Bahwa sebagai Anggota Parlemen yang dalam menjalankan fungsinya telah menerima berbagai pengaduan dan aspirasi dari konstituen, menurut Mahkamah, oleh karena kedudukannya sebagai Anggota Parlemen, yang secara kelembagaan maupun keanggotaan dalam perspektif konstitusi, antara lain, ikut membahas persoalan Undang-Undang aquo maka Undang-Undang a quo adalah produk yang di dalamnya Anggota Parlemen ikut membahasnya. Dengan demikian, Anggota Parlemen tidak memiliki kedudukan hukum (legal standing) untuk mengajukan permohonan a quo;BAB III

PENUTUP

Kesimpulan.

Berdasarkan pembahasan di atas, dapat ditarik sebuah kesimpulan bahwa anggota parlemen, dalam hal ini anggota DPR dan DPD, tidak mempunyai kedudukan hukum (legal standing) dalam mengajukan permohonan pengujian undang-undang kepada Mahkamah Konstitusi. Karena anggota parlemen tersebut merupakan tempat keluarnya produk hukum perundang-undangan. Parlemen (DPR dan DPD) adalah tempat proses pengajuan, pembahasan sampai dengan pengesahan undang-undang. Jadi, dari perspektif ketatanegaraan kedua lembaga tersebut tidak dimungkinkan untuk mengajukan pengujian terhadap produk buatannya sendiri.

DAFTAR PUSTAKA

Undang-Undang Dasar Negara Republik Indonesia Tahun 1945.

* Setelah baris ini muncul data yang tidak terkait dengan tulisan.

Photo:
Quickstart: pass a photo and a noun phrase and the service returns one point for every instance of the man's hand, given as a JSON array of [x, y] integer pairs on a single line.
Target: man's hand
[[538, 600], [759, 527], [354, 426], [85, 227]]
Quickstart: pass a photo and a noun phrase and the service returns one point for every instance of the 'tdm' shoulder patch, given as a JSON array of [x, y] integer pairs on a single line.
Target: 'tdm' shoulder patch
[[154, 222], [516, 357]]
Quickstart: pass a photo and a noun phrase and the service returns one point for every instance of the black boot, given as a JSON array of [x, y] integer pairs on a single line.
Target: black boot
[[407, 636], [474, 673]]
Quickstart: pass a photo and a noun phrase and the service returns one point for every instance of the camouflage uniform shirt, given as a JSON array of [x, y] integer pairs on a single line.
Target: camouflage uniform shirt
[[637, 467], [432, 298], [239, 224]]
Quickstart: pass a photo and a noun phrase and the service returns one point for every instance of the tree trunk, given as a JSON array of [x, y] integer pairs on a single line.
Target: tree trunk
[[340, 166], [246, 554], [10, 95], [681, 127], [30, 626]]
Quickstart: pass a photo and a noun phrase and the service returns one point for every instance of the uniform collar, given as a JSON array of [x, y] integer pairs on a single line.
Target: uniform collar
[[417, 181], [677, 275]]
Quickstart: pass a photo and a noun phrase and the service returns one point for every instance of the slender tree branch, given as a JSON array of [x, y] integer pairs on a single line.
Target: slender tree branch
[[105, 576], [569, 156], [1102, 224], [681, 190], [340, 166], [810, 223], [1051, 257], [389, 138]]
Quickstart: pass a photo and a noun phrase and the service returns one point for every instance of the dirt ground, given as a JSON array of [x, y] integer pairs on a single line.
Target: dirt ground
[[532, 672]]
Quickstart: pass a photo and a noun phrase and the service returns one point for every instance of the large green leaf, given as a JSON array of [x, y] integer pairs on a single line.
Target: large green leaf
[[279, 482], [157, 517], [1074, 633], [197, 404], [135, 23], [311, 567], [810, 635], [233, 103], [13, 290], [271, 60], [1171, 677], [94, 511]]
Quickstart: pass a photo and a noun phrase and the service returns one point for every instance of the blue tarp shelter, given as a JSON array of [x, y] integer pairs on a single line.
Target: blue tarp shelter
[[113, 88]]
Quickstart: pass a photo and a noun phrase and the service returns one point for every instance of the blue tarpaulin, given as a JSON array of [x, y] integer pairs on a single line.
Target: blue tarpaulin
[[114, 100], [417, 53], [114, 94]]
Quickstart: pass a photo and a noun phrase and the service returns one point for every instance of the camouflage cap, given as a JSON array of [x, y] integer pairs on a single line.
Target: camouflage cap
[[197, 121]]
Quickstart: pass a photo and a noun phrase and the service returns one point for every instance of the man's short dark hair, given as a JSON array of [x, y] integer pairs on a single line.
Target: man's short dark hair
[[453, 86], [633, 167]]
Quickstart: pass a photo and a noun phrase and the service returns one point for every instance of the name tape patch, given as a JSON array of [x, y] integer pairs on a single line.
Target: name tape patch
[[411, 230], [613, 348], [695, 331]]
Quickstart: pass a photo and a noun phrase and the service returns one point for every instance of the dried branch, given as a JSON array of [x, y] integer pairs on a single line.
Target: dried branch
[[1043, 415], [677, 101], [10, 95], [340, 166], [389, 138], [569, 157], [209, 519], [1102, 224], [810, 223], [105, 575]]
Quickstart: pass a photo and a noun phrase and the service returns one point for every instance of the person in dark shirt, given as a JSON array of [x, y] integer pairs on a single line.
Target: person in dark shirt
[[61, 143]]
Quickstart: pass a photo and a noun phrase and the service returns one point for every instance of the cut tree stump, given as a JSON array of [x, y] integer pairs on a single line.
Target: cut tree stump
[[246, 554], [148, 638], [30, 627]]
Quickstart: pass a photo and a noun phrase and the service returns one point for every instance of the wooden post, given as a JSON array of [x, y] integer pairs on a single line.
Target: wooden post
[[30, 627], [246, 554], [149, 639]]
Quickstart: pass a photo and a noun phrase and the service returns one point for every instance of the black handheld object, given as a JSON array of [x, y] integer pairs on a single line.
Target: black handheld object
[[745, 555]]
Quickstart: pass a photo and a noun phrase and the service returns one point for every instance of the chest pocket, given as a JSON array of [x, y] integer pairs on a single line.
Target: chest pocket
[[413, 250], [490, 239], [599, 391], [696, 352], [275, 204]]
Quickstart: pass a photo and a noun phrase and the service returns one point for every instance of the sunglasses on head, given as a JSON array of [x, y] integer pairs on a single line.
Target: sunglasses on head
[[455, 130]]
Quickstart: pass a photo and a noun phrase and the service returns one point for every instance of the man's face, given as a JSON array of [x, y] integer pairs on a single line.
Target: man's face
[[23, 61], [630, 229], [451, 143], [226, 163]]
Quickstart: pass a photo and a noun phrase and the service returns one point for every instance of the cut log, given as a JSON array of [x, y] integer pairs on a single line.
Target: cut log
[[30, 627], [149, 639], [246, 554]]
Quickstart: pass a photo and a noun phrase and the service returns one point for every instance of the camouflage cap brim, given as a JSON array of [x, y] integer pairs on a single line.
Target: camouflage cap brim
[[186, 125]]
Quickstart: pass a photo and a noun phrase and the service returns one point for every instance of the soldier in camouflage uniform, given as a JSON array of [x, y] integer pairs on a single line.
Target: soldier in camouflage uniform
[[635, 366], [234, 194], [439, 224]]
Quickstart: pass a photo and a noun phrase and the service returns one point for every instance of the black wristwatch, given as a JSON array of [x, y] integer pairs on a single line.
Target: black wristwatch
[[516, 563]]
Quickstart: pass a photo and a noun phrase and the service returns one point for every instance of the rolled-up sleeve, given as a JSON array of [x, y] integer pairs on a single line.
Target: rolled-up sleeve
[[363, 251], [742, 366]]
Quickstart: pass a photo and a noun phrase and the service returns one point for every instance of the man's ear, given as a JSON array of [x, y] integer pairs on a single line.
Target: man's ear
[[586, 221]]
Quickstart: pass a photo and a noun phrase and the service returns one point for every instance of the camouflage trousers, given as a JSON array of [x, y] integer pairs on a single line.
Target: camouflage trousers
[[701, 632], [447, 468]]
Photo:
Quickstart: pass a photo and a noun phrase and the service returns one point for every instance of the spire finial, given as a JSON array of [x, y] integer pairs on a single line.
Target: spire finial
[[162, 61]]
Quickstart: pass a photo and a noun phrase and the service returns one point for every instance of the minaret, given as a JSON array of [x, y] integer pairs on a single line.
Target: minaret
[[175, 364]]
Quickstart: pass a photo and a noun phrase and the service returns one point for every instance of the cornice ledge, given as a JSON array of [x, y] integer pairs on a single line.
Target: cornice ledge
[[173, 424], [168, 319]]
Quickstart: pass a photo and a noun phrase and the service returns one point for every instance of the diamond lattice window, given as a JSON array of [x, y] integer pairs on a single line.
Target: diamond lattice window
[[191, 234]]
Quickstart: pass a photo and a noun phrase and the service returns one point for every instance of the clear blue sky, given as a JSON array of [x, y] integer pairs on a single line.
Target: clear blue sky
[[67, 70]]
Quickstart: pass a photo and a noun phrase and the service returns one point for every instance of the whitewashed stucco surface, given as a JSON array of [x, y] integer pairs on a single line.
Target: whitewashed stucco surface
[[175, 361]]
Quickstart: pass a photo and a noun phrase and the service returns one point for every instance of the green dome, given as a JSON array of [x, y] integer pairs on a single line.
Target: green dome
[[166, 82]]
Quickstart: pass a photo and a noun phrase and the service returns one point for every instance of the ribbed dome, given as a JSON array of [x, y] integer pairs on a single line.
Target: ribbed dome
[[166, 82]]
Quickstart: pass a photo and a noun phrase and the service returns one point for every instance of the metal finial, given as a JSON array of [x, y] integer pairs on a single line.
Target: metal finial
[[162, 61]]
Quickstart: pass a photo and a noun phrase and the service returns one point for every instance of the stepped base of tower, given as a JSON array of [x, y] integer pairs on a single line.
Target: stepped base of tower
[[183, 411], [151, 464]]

Undang-Undang Nomor 27 Tahun 2009 tentang Majelis Permusyawaratan Rakyat, Dewan Perwakilan Rakyat, Dewan Perwakilan Daerah, dan Dewan Perwakilan Rakyat Daerah.

Undang-Undang Nomor 24 Tahun 2003 tentang Mahkamah Konstitusi sebagaimana telah diubah dengan Undang-Undang Nomor 8 Tahun 2011 tentang Perubahan atas Undang-Undang Nomor 24 Tahun 2003 tentang Mahkamah Konstitusi.